A player at late intermediate level (around Grades 4-5) would be able to attempt much of this music, while the early advanced player (at around Grades 6-7) would be able to communicate them with a full range of expression.
Chester Music’s exclusive folio of these twelve pieces is printed on 64 white pages, with stapled binding, and housed in a gloss card cover bearing the same moody photography as the Decca CD recording.
A composer’s handwritten scores are always of interest, adding texture to our understanding of their music; happily in this instance the publishers have interpolated facsimiles of Einaudi’s manuscripts between most of the printed pieces.
The printed notation is generously spaced, which can only help the performer play the music with the spaciousness that it in turn deserves.

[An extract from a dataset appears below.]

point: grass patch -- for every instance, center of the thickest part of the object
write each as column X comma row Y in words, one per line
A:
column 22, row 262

As ever, Einaudi gives few performance directions, allowing the player considerable freedom to reimagine the music for themselves. No fingering has been included.
Listening to his recording alongside the score, I noticed that Einaudi often includes lengthy pauses for effect, which aren’t specified in the notation. There are also passages where the publisher has retained patterns that in performance Einaudi himself truncates to create further space. I mention this not as a criticism per se, but to remind the reader of the importance of using any sheet music in conjunction with appropriate performance practices, understanding, and in this case the artist’s original recordings.
To summarise, this a beautiful score, and one which any late intermediate player (or above) who has enjoyed the album is bound to find genuinely rewarding.
It is a pity that the artistic credibility of Ludovico Einaudi’s work is so often dismissed by musical snobs and gatekeepers. Seemingly spurred on by a bristling sense that his success is unmerited, they bemoan its supposed lack of sophistication, virtuosity, and repetitive post-minimalism (tellingly, a charge not used to denigrate Philip Glass in the same breath).
But since when were inaccessibility or complexity the sole measures of quality in music? Seasoned musicians will always enjoy music that knowingly delights in artistic detail, but it is the approachable intimacy, effortless nostalgia, melancholic reflection and crystalline purity of Einaudi’s work which has so captured the affection of listeners around the world in these times, and understandably so.
Einaudi’s raw materials may indeed be “base elements”, but he is surely that rare miracle: a true musical alchemist. And Underwater is the purest gold.
It may not ultimately prove to be his best or most universally enduring work, but I have no qualms in declaring Underwater my personal favourite of his albums for many years.